PDA

View Full Version : Text Classification



Houman Babai
02-14-2007, 08:06 PM
Hello,

I'm trying to use Weka to do text classification. I have no experience in machine learning, so please bare with me.

I'm trying to classify messages that are one sentence long. I've created TF/IDF vector but I'm not sure how to solve my problem using the TF/IDF and Weka ;-)

Let's assume that the symbols 'A','B' & 'C' stand for vocbulary terms in my TF/IDF. Further more let's assume that I have 2 classifications {1,2}, from the examples I've seen I could create the following @data section for my arff file:

@data
%A_freq,B_freq,C_freq,classification
.20,.30,0,1
.40,0,0,2

Now when a new sentence comes in I can see if it has the term A, B or C in it, but how does the TF/IDF help me in this situation?

Your input would be greatly appreciated.

Thanks
Houman

Mark
03-01-2007, 05:11 PM
Hi,

This was answered by Peter on the Wekalist on the 16th of February.

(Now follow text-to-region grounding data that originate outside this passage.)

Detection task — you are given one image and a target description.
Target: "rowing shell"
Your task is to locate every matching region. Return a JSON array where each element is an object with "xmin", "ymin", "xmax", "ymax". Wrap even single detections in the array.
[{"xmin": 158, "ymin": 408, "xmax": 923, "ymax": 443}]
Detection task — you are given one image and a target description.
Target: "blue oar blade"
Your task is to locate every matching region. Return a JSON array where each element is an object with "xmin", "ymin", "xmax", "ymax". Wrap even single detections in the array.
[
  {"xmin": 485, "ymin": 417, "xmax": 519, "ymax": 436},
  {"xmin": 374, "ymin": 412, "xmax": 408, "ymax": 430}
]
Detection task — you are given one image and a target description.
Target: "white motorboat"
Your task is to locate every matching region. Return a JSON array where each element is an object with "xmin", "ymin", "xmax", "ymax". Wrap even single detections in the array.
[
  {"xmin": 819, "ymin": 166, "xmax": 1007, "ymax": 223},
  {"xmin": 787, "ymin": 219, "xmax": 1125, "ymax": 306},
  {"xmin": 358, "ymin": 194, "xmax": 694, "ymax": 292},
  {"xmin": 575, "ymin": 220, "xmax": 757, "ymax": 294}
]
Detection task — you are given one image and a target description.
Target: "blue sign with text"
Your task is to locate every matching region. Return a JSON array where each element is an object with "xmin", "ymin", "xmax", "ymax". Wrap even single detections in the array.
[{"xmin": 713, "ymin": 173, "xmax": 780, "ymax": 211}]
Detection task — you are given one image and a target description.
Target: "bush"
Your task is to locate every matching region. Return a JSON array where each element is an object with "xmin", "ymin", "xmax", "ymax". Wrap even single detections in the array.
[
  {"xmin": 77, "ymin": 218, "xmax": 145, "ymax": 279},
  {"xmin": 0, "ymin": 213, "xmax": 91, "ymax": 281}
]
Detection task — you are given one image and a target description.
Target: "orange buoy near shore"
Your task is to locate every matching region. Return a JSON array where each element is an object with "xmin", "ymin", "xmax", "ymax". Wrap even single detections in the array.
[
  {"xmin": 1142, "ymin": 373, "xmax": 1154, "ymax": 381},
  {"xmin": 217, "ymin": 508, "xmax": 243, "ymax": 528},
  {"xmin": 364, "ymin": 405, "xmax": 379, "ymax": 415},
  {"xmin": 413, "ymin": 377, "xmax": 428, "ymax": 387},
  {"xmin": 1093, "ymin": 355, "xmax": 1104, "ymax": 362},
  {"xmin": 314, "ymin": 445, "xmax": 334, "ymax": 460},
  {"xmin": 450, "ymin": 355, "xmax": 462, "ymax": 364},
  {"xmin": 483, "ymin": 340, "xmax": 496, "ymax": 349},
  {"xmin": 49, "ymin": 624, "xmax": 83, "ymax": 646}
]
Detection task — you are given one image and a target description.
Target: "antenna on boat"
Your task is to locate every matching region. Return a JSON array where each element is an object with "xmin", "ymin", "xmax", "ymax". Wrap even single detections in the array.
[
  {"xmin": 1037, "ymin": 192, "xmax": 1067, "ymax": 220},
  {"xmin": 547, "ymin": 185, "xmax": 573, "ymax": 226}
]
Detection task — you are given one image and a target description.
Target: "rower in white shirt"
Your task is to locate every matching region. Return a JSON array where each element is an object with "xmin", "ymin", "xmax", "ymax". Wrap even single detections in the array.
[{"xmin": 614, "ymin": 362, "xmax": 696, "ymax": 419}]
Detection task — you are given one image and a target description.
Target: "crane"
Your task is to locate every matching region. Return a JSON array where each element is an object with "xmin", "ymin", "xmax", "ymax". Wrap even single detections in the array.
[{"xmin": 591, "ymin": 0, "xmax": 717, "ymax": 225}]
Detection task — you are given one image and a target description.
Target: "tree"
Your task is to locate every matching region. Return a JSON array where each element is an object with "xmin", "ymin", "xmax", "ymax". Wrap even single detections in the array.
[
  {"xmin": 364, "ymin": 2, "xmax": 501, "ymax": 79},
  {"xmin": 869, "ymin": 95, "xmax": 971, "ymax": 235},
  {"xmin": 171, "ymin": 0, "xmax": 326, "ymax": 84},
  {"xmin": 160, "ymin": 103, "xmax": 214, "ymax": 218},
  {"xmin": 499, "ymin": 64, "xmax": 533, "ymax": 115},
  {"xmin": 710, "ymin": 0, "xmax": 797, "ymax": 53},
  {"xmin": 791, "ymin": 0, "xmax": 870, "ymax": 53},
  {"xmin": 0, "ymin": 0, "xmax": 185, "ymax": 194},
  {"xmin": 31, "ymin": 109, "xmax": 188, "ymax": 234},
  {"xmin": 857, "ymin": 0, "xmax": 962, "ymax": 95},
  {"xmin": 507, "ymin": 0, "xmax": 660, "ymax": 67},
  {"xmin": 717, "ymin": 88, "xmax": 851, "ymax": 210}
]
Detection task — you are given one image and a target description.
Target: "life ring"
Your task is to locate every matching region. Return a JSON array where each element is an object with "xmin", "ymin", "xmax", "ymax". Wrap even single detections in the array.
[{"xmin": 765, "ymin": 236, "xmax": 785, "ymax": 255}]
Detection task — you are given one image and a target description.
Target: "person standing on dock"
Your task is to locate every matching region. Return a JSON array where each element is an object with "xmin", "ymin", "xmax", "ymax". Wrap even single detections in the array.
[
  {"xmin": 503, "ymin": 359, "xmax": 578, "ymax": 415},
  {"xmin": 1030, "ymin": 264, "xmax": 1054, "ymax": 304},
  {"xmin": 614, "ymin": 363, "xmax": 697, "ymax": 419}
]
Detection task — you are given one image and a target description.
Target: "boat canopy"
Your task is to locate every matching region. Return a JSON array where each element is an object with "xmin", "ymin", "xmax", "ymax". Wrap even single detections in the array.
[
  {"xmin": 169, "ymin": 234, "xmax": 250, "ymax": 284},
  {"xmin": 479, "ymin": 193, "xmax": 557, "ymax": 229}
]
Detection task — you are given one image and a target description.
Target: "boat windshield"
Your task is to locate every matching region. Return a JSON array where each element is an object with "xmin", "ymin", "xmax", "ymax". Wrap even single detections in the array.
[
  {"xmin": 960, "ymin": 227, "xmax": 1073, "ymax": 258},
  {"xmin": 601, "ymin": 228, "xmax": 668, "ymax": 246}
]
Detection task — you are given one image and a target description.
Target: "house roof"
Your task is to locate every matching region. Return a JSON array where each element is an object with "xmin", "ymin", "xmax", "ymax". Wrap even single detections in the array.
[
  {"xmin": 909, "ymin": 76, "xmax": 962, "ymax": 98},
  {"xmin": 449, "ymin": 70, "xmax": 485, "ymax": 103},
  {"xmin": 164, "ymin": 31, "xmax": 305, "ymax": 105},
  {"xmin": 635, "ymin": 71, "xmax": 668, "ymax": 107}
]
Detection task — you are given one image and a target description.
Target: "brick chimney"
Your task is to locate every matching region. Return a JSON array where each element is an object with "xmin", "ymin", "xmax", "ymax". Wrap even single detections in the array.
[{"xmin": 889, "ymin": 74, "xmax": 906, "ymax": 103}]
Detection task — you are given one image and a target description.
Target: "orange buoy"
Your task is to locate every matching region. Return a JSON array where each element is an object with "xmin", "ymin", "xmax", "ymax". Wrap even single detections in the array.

Basically, you just need to use the StringToWordVector filter on both your training data and each test instance.

Cheers,
Mark.

annmathew
04-14-2008, 03:14 AM
hi Houman,
Hope you are fine.I am too new to text classifcation.Can you let me know how can we proceed from beginning when have some text..Will you be able to help me..
regards
ann